In sintonia l’ad di Banco Bpm, Giuseppe Castagna, che firma la petizione insieme al presidente dell’istituto, Massimo Tononi. «Ritengo fondamentale che l’azione di questo Governo, finora molto efficace, possa proseguire. La situazione economica, il contesto geo-politico e la continuazione della pandemia rendono cruciali gli impegni che ci attendono nei prossimi mesi tra cui l’attuazione del Pnrr, essenziale per la modernizzazione del Paese come per le imprese», osserva Castagna.

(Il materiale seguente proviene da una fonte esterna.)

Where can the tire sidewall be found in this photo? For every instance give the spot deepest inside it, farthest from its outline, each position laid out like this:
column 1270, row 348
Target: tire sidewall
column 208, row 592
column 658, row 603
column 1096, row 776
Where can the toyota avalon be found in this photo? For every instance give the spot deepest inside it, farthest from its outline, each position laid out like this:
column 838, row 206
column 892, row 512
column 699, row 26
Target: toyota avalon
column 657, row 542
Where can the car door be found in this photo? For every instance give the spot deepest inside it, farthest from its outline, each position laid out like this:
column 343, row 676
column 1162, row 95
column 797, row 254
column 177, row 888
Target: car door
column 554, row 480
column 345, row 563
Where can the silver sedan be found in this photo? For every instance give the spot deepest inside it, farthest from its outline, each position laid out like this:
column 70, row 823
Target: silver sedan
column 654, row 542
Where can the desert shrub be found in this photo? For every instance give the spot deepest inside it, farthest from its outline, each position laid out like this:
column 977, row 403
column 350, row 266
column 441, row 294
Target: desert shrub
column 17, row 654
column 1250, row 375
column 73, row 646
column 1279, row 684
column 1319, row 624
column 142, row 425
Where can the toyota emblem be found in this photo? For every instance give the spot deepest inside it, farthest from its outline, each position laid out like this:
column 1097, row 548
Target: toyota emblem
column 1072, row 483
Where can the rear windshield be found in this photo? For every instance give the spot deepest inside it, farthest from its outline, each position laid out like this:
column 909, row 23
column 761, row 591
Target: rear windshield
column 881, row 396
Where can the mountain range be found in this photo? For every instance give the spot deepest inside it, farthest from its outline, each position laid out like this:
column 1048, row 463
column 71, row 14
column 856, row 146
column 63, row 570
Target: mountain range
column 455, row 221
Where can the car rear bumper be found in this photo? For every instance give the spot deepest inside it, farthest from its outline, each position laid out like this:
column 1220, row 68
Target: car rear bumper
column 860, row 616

Le firme a sostegno della prosecuzione dell’esperienza del Governo Draghi arrivano da tutto il Veneto. Dall’università di Padova, da parte di Marina Bauce, Maurizio Corbetta, Vittorio Domenichelli, Daniele Marini, Gianpietro Carlo Semenzato. Dal mondo dell’impresa del capoluogo patavino, spaziando da Federico de’ Stefani, presidente e ad Sit Group a Giustina e Leopoldo Destro, ceo di Aristoncavi spa, la prima ex sindaco di centrodestra della città, fino a Enrico Carraro, presidente di Gruppo Carraro. Sottoscrivono da Breganze, nel Vicentino, Ubaldo Minelli e Renzo Rosso, rispettivamente ad e presidente di Otb, holding italiana che controlla i marchi di moda Diesel, Maison Margiela, Marni, Viktor&Rolf e Jil Sander. Poi da Venezia Giorgio Rossi, a capo di Coin; Marco Bentivogli e Stefano Beraldo, ad Ovs; Maria Raffaella Caprioglio, presidente dell’agenzia per il lavoro, Umana.